South American export prices for chilled and frozen have fallen back since last autumn based on data from the Ministry of Agriculture, Livestock and Fisheries in Argentina. This has been mainly due to an easing in global demand for beef as a result of the uncertain economic environment which has also affected Australia, a major competitor to South American suppliers. This is despite the fact that supplies of South American beef remain tight with little change in production in the region and steady domestic demand. In the first quarter of 2012 combined exports of chilled and frozen beef from the four Mercosur countries (Argentina, Brazil, Paraguay and Uruguay) were down seven per cent compared with a year earlier while the overall average price was one per cent lower. For countries such as Brazil and to lesser extent Uruguay, an easing back in their exchange rates against the dollar in recent months has also enabled exporters to reduce their prices. In contrast the Argentine real has strengthened.

In Brazil the average export price of chilled and frozen beef in January to March 2012 was unchanged on a year earlier at US$4,876 per tonne while volumes were down six per cent. Prices were down seven per cent compared with the August to November period when prices were at their peak as exporters found markets particularly difficult at the beginning of this year.

In Argentina shipments continue to be constrained by government restrictions on exports in order to prevent domestic beef price inflation, with year on year volumes declining by 22 per cent in the first quarter of 2012. The average export price was up five per cent compared with the first quarter of 2011, although by March 2012, at US$7,753 per tonne, it was down 22 per cent compared with the peak level of November 2011. Volume shipments to the EU under the Hilton Beef Quota have been lower than a year earlier due to delays in issuing licences by the Argentine authorities, which will have contributed to prices not being as high than might otherwise have been the case.

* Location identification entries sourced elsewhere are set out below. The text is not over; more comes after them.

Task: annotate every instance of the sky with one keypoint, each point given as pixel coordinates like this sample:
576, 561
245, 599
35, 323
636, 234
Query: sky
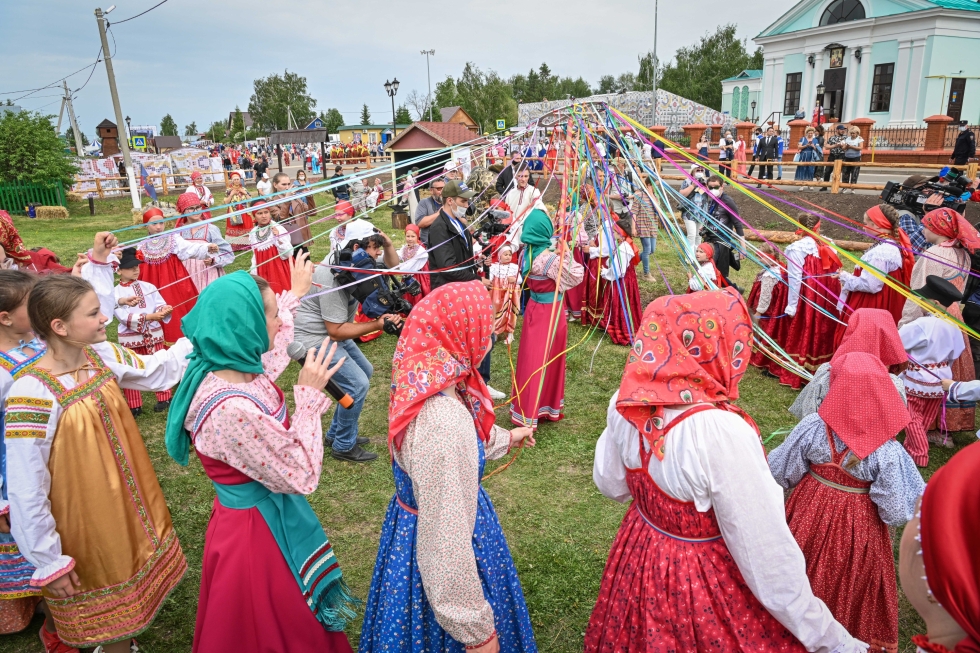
197, 59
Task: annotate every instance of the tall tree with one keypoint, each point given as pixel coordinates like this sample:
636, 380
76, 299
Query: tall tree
274, 96
31, 151
168, 126
332, 120
697, 70
402, 115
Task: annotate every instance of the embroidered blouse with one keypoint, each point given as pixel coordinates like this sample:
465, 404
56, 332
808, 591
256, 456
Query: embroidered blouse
440, 455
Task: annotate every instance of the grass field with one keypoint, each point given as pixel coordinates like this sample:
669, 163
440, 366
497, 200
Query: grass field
558, 526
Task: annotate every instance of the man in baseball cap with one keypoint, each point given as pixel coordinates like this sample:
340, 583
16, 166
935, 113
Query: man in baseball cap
450, 242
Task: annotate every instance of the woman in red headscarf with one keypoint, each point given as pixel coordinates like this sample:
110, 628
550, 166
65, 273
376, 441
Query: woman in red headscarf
939, 558
852, 480
703, 560
806, 332
952, 240
237, 227
891, 256
871, 331
444, 574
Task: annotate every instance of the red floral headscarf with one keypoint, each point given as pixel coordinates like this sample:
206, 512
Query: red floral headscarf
689, 349
950, 224
872, 331
444, 339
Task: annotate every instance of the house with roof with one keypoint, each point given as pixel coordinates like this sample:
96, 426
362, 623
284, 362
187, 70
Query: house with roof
894, 61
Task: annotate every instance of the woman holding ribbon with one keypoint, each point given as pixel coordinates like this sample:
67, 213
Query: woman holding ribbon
703, 560
952, 241
269, 580
444, 580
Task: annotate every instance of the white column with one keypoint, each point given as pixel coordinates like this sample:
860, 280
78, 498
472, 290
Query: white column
900, 84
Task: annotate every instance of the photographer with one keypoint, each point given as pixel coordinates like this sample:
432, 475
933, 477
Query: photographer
332, 314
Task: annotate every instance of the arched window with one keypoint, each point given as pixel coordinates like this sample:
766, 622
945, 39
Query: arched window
841, 11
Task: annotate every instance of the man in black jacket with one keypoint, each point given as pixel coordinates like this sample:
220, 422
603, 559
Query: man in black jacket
450, 242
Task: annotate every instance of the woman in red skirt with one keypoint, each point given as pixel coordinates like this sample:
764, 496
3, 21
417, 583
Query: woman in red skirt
892, 256
703, 560
806, 334
852, 481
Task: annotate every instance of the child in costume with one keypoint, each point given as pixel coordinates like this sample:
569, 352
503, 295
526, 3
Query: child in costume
852, 480
163, 266
271, 248
140, 326
933, 344
86, 508
202, 271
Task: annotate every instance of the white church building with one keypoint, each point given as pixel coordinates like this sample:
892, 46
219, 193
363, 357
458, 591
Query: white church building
894, 61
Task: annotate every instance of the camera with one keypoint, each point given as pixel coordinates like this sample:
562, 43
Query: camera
951, 183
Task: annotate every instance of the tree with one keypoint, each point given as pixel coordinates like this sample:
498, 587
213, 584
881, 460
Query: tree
333, 120
484, 95
31, 151
402, 116
275, 96
237, 126
697, 70
70, 138
168, 126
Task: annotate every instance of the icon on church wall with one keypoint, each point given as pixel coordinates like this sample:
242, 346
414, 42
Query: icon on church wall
836, 57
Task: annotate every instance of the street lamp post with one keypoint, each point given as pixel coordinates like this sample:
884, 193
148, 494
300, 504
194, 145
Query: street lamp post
428, 74
391, 88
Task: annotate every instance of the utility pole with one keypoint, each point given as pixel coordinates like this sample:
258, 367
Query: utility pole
134, 190
428, 74
74, 123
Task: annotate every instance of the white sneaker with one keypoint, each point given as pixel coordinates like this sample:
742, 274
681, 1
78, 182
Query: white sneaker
496, 395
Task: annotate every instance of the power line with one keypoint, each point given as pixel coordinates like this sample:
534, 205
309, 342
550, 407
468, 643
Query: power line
120, 22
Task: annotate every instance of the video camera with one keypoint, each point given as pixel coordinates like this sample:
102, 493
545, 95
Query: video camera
951, 183
379, 294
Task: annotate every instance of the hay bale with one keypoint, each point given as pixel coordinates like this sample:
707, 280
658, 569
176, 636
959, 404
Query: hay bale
52, 212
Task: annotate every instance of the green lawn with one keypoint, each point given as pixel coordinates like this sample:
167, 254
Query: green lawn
558, 526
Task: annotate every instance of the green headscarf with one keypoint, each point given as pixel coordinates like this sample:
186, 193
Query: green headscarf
227, 329
536, 234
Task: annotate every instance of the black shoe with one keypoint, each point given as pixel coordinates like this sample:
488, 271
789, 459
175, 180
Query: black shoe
355, 455
360, 440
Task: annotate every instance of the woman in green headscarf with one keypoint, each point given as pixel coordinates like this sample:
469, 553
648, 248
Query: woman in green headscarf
549, 270
269, 578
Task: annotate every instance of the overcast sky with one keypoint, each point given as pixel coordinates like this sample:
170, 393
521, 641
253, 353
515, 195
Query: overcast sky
197, 59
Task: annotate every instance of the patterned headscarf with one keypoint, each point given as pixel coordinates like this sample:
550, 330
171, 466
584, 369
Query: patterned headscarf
442, 344
689, 349
862, 405
872, 331
950, 224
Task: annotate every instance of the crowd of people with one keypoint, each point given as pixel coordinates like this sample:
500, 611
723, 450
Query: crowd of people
708, 556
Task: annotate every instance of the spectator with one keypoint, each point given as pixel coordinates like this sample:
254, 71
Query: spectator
836, 145
853, 145
428, 210
332, 314
451, 244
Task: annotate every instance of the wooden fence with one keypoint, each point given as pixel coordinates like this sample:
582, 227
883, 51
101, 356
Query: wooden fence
16, 195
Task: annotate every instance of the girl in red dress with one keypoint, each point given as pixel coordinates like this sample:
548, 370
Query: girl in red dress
806, 333
703, 560
852, 481
162, 267
892, 256
271, 248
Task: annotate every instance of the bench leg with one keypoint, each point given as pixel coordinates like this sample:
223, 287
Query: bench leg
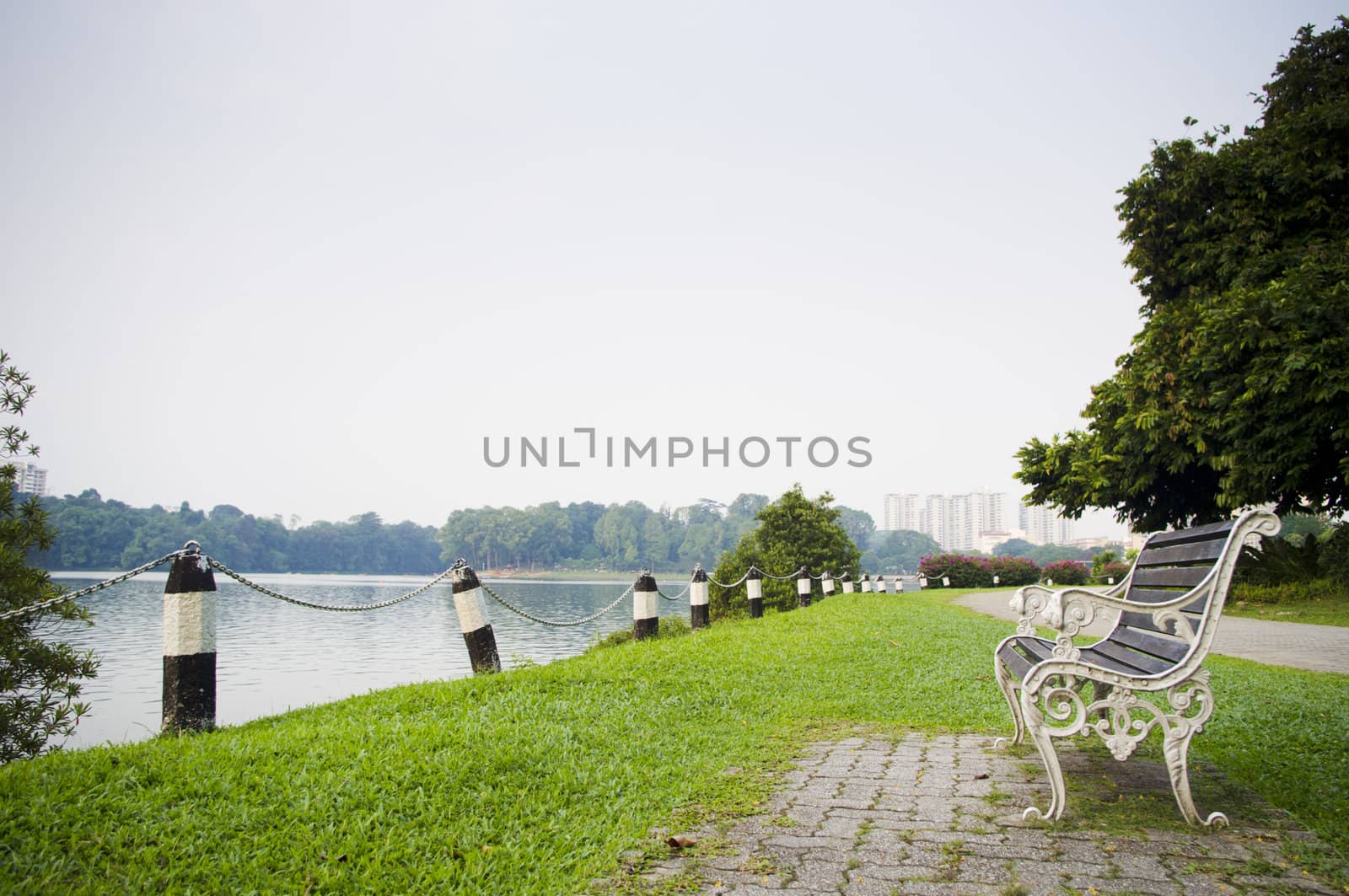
1040, 736
1175, 747
1012, 691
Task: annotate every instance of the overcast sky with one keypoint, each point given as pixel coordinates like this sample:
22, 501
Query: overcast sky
304, 258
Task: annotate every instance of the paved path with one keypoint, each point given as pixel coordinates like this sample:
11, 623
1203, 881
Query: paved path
1321, 648
922, 817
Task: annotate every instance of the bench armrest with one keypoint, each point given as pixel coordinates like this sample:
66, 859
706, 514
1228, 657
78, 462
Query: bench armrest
1029, 602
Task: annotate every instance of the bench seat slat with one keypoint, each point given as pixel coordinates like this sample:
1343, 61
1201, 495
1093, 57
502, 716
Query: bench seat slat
1120, 659
1196, 552
1170, 577
1158, 646
1144, 621
1153, 595
1022, 653
1194, 534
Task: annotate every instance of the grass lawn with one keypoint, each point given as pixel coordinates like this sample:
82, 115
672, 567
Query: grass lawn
537, 781
1319, 602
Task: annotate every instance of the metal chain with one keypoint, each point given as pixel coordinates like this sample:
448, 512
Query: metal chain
552, 622
678, 595
81, 593
721, 584
357, 608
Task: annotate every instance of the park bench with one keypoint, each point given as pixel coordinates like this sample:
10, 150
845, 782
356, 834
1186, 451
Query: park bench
1146, 673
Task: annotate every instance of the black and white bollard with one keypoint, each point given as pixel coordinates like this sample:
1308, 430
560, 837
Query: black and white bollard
698, 599
645, 621
755, 588
471, 609
189, 693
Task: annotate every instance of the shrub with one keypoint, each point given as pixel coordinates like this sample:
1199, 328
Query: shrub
1016, 570
1110, 571
965, 572
1066, 572
1290, 591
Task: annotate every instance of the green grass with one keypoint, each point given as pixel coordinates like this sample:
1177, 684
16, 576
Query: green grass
539, 781
1319, 602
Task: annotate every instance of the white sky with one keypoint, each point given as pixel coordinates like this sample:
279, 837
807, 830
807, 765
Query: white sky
303, 256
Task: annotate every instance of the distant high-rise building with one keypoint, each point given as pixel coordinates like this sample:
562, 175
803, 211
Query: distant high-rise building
958, 523
29, 480
901, 512
1045, 525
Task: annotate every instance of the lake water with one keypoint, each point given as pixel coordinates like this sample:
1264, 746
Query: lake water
274, 656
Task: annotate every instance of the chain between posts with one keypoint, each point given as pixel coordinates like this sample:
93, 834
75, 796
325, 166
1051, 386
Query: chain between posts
357, 608
552, 622
678, 595
81, 593
722, 584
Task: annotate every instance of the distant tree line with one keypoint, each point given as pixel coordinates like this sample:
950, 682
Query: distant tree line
594, 536
94, 534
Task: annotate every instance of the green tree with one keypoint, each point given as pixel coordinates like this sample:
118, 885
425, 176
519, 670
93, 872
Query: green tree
1236, 392
899, 550
858, 525
793, 532
40, 678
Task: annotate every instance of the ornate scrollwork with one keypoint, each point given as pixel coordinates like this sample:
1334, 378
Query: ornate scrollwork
1027, 604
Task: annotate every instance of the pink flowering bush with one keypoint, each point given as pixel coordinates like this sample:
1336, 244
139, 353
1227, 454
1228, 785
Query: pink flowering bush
965, 572
1016, 570
1066, 572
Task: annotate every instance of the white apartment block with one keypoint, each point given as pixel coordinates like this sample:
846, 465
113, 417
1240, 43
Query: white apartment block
29, 478
957, 523
1045, 525
901, 512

In the first quarter of 2012 Uruguayan export volumes were almost twice as high as those from Argentina. They were also up 11 per cent year on year in the first quarter of 2012. The average export price was up two per cent at US$5,710 per tonne but still down seven per cent compared with the peak level of last November.

Helped by the steady domestic demand, cattle prices have remained firm in Argentina with the steer price even moving up in recent months. The March 2012 steer price at Liniers market was up seven per cent year on year and eight per cent higher than in November 2011 in contrast to the decline in the export price. In Brazil the Rio Grande do Sul price for steers in March 2012 was down eight per cent on a year earlier, while in Uruguay it was three per cent lower.